En novembre 1910, Le capitaine de vaisseau Joseph-Baptistin Senès, commandant la division navale française au Maroc, en mission de contrôle le long des côtes entre Mogador et Cap Juby, se rendit à Agadir à bord du croiseur "Du Chayla".
Il fut reçu à la Kasbah par le nouveau caïd. "Nous escaladâmes [dit-il] sous un soleil torride, et par des sentiers taillés dans le roc, ce cône de 245 mètres et je fis mon entrée dans la citadelle inviolable entre une double haie de mokhaznis et de guerriers en armes et une affluence de gens silencieux et graves ". […] " Point de sourires sur ces faces rigides, les regards étaient durs et les sourcils froncés ".

Senès trouva "la ville toute entière enfermée dans un rectangle de hautes murailles comme les vieux manoirs du Moyen-Âge ; elle parait propre et possède un mellah. Un minaret de pierres la domine et les remparts sont couverts de terrasses où gisent quelques affûts brisés et de vielles caronades (canons de marine). Elle renferme un millier d'habitants. Une succession de passages voutés et de portes conduit à la résidence du khalifa, où un repas nous fut offert au milieu de tous les notables qui, eux nous firent un assez bon accueil". Le commandant Sénès estima qu'Agadir constituait "un mouillage excellent contrairement aux autres points de la côte qui ne présentent pas d'abris naturels".
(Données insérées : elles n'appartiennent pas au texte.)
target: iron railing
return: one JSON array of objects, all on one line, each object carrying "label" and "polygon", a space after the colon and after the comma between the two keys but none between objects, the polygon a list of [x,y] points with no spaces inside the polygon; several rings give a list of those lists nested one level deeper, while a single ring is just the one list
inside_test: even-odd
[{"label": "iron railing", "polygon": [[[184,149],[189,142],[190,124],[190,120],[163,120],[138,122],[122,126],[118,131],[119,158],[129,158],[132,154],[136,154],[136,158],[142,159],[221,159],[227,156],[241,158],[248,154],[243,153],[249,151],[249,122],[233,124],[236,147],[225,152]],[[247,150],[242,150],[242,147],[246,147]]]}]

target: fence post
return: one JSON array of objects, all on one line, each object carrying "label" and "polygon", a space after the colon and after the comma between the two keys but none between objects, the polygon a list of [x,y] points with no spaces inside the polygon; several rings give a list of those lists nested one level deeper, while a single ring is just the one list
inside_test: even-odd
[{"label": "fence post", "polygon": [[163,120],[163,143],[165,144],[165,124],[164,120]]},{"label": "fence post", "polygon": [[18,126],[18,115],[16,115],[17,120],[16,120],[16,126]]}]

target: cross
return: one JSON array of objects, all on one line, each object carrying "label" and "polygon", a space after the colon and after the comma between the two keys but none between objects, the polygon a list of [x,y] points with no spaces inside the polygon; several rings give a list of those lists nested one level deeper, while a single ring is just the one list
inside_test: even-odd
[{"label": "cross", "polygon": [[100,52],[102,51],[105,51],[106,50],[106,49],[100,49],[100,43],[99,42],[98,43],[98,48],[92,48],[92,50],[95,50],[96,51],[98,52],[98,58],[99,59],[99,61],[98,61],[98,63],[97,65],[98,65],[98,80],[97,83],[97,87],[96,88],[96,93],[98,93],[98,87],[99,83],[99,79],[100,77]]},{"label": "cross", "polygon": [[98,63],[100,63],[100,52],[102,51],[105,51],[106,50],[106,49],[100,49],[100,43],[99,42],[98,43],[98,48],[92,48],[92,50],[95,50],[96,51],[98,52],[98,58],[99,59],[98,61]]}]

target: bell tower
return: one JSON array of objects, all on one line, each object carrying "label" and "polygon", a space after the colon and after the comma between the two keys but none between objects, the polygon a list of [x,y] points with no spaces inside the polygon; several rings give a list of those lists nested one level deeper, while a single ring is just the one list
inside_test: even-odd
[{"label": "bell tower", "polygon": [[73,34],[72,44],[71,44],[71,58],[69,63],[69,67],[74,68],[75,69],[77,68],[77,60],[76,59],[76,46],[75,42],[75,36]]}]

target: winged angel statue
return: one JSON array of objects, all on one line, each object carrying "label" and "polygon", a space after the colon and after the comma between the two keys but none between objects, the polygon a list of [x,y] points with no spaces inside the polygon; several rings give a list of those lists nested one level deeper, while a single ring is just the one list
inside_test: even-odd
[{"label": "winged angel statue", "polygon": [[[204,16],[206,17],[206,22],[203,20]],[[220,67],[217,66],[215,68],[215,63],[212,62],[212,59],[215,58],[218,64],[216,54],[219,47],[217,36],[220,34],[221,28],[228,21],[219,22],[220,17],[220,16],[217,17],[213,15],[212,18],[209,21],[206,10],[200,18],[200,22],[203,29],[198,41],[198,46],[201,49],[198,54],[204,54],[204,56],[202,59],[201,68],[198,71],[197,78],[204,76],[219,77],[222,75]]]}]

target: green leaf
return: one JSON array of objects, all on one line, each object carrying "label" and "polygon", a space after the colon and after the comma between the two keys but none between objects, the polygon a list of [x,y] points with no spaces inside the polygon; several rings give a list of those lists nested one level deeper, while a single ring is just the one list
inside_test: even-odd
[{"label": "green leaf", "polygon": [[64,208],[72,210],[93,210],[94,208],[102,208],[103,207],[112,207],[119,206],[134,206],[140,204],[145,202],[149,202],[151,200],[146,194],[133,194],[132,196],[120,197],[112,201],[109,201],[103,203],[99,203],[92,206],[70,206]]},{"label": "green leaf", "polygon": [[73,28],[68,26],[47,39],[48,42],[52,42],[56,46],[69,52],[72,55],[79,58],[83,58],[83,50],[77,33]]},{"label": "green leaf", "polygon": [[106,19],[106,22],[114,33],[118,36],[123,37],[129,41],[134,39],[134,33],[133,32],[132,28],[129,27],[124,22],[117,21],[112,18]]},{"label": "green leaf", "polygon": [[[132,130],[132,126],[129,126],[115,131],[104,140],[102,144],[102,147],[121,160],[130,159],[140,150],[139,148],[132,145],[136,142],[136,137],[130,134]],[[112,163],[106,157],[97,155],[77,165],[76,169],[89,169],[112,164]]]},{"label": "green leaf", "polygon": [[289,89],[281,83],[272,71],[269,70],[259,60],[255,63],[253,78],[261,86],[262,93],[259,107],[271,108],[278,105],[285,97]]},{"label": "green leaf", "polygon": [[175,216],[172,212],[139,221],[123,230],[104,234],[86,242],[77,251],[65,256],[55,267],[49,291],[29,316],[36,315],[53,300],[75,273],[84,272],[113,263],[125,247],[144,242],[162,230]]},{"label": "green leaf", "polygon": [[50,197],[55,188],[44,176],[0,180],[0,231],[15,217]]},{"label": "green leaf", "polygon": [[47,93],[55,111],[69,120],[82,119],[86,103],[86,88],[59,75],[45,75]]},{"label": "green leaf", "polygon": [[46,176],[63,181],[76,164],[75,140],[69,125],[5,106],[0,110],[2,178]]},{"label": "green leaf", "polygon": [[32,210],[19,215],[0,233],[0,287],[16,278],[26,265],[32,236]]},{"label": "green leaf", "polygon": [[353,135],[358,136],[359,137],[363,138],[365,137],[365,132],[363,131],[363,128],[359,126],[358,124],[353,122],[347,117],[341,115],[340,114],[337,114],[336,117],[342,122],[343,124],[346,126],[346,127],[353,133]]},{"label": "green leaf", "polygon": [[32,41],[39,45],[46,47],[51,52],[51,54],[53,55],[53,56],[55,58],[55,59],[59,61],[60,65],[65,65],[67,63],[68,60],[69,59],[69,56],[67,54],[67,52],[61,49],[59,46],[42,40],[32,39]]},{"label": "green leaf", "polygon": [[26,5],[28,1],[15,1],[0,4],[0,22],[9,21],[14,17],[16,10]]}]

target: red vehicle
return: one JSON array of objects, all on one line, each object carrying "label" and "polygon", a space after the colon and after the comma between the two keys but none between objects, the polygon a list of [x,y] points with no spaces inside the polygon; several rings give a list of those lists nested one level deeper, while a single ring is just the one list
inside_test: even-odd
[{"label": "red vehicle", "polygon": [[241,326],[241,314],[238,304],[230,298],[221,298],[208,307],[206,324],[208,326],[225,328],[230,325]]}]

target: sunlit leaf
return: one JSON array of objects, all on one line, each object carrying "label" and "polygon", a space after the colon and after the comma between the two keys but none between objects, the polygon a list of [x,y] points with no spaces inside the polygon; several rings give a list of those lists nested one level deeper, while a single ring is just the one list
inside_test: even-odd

La présence du croiseur français dans la rade d'Agadir et la réception du commandant Seynès à la Kasbah ne passèrent pas inaperçues et firent la une des journaux allemands. Les Allemands qui convoitaient le Souss et Agadir, demandèrent des explications au gouvernement français
(Rapport du 27 novembre 1910, AFM : M 20. Archives françaises du Ministère de la Marine. Cité dans Rivet, I, p. 103).
Ils envoyèrent en rade d'Agadir des vaisseaux de guerre en septembre 1911.

Le Coup d'Agadir
septembre 1911

Un an après l'établissement du Protectorat français sur le Maroc en mars 1912 eut lieu en juin 1913 l'occupation française d'Agadir.

Occupation de la Kasbah en 1913

À cette occasion, la maison du Pacha fut réquisitionnée par les Français, pour y installer leur État-Major et le Service de Renseignements sous le nom de Dar Makhzen.


La Kasbah fut équipée de TSF - Transmission Sans Fil ou Télégraphie Sans Fil due à l'inventeur Guglielmo Marconi (1874-1937) (prix Nobel de Physique en 1909).


Le lieutenant Maurice Vasseur qui faisait partie de la garnison d'Agadir en 1916-7, plus précisément du 23ème Régiment des Tirailleurs sénégalais, écrivit le 5 mai 1916 au dos d'une carte représentant le mellah d'Agadir (CP "14 - AGADIR - Le Mellah") que c'est le "Marconi" que l'on voit sur la carte qui "permet [dit-il] les relations avec l'Europe, qui leur a appris l'échec des Allemands à Verdun, l'arrivée des Russes à Marseille, la révolution en Irlande et sa répression sévère".